The cornerstone of management in all stages of CF is effective off-loading of the involved foot, which can be accomplished with customized footwear or various removable or irremovable off-loading devices. Infection, if present, should be treated with appropriate antibiotics. The early stages of CF—the so-called “acute Charcot foot”—may be missed or misdiagnosed if the diagnosis is not considered in patients presenting with a warm, swollen foot. Different thermometers are available to identify subtle differences in surface temperature between two feet and are useful for screening patients in a busy clinic setting. If CF is diagnosed in the acute phase, a single intravenous infusion of 90 mg pamidronate or weekly oral administration of 70 mg alendronate for 6 months has been shown to be associated with significant improvement in symptoms, bone turnover markers, and foot bone density (8,9).
CF is not uncommon in patients with longstanding diabetes in the developing world.
It is underdiagnosed and hence underreported.
Plain radiology of the foot is an inexpensive and effective way to diagnose many patients with CF.

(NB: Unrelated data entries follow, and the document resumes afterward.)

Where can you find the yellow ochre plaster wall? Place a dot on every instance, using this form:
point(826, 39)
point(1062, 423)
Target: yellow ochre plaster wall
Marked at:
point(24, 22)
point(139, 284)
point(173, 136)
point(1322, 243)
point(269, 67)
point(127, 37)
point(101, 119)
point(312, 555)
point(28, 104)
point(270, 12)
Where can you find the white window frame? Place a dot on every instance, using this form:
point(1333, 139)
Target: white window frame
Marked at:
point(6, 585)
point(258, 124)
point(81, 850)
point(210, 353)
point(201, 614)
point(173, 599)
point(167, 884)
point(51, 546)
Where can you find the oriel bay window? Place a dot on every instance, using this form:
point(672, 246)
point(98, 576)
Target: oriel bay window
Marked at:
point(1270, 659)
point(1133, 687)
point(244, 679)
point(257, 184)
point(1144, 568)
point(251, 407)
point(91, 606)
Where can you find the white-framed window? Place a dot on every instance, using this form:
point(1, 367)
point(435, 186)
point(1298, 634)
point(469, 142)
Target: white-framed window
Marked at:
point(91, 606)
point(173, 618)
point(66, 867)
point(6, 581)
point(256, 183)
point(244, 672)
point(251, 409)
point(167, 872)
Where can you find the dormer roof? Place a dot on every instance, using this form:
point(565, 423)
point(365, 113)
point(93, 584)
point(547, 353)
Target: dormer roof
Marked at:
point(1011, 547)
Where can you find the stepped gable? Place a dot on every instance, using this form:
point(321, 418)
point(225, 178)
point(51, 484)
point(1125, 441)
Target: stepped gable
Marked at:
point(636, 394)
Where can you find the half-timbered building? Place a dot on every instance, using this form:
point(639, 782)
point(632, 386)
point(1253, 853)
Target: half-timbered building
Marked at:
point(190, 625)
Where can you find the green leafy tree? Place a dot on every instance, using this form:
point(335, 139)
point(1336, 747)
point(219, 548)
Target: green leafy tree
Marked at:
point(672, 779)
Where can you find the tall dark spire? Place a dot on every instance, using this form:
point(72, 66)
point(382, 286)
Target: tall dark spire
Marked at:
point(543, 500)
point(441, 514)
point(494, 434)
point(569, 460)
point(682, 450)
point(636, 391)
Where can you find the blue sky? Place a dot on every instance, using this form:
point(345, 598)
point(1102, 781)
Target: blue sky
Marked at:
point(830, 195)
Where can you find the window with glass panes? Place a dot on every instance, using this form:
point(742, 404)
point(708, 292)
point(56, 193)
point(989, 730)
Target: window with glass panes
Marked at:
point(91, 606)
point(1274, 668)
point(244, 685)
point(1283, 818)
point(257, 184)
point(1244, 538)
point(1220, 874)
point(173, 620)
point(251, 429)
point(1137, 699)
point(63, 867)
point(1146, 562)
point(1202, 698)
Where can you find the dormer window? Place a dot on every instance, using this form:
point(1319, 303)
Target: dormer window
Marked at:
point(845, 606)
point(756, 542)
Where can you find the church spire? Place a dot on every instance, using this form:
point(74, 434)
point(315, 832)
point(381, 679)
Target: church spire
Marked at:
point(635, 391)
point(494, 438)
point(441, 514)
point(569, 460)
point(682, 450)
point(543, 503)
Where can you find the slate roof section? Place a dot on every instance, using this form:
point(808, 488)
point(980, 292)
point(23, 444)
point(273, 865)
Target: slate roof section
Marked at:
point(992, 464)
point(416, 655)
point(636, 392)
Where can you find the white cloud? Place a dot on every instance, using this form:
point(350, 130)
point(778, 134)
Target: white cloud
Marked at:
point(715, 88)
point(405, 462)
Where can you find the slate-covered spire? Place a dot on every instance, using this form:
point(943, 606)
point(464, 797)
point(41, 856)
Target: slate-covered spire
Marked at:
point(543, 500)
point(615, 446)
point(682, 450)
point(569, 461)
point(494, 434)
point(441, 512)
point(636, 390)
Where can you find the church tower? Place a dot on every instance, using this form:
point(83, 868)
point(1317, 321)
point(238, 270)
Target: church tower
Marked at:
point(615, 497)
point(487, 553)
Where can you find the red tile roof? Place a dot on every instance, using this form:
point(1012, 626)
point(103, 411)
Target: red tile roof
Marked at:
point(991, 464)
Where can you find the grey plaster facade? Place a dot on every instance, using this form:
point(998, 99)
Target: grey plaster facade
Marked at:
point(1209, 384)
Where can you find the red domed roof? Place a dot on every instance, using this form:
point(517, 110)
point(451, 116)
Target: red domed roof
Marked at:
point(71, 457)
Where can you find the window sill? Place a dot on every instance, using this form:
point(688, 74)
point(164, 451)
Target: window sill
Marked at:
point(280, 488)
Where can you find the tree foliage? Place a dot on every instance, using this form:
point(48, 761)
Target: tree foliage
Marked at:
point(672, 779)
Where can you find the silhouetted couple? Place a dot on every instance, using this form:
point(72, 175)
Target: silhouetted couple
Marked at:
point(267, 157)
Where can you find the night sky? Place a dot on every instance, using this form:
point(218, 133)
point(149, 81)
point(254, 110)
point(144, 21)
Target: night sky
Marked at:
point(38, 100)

X-ray of the foot should be advised in all patients with diabetes presenting with subtle foot deformities to diagnose underlying CF.
Health care providers should be aware of the different patterns of CF because early recognition and subsequent immobilization is the cornerstone of successful management.
Duality of Interest
No potential conflicts of interest relevant to this article were reported.